Le DAL interpelle Cécile Duflot au sujet du manque de logements et de sa politique. Ministre, aujourd'hui il ne suffit plus d'annoncer des réquisitions, même de manière provocatrice, pour être quitte. Il ne suffit même pas qu'on ait commencé à faire l'inventaire des immeubles et des espaces inoccupés. Il faut que cela aille vite, aussi vite que l'urgence, la pauvreté et le délaissement le justifient (nouvelobs.com).

L'Etat n'a aucune excuse s'il traîne, s'il mène, avec sa machine lourde, un train peu en rapport avec la crise. Sa majesté ne lui tient plus lieu d'alibi.

Efficace ou non ?, c'est la seule question cruciale que la société lui pose. Sans égard, brutalement.

On a vu comment l'indigne de la prison des Baumettes a été dénoncé certes d'abord par le contrôleur général Delarue. Mais le constat alarmiste de ce dernier n'aurait pas eu cet écho si l'OIP ne l'avait pas appuyé et si la force, l'arme du droit, avec la décision du tribunal administratif de Marseille, n'avaient pas mis le ministre de la Justice, l'Etat au pied de l'indécence, face à l'incurie. Les siennes. Avec des obligations à respecter strictement et dans les plus brefs délais.

Faute d'avoir agi, l'Etat maintenant est mis en demeure d'agir.

Dans la France pénitentiaire dont il a la charge et assure l'administration, trop de lieux d'enfermement sont encore sordides sur le plan matériel et, par conséquent, imposent à l'humanité qui y vit - surveillants et détenus - des conditions scandaleuses.

Puisque l'Etat fait semblant de ne pas voir ou se défausse en affirmant qu'il a des missions prioritaires et que l'investissement pénitentiaire n'en fait pas partie, il lui est rappelé sans ménagement qu'il se moque des citoyens, non seulement ceux concernés par ces univers clos, mais l'ensemble de la communauté nationale qui, confrontée directement à cet inadmissible état des lieux, ne tolérerait plus le moindre atermoiement.

L'Etat ne peut plus se laver les mains de sa propre négligence, de son navrant désintérêt. Il n'est plus présumé innocent, protégé par les prétextes lassants qu'il ne cesse, depuis qu'il existe, d'invoquer pour s'exonérer de son impuissance. Il est nu. Il a des comptes à rendre.

Après les Baumettes, c'est au tour de la prison de Colmar de venir au premier plan de l'actualité.

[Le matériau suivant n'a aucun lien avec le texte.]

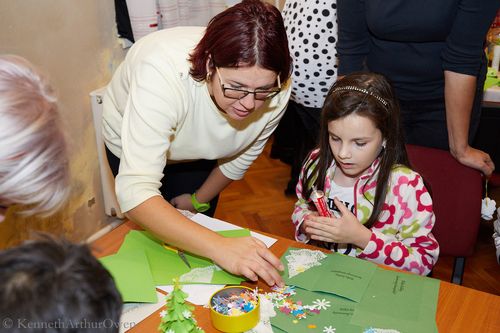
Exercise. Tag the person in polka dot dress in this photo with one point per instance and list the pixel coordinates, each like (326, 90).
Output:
(312, 36)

Un avocat, Me Fabrice Arakélian, qui a déjà mené un double combat victorieux au nom de l'Etat de droit contre des modalités d'incarcération misérables et choquantes, va utiliser le précédent de Marseille pour qu'un tribunal administratif aille dans la même direction et prescrive les mêmes injonctions (20 minutes, France Info).

Si l'Etat est paresseux, si rien ne le mobilise, même pas la manifestation ostensible de sa nullité, on va le prendre à la gorge, on va agir à sa place. On va lui mettre l'épée du droit dans les reins.

Les Baumettes puis Colmar.

Où, après ?

Si j'étais l'Etat, j'aurais honte.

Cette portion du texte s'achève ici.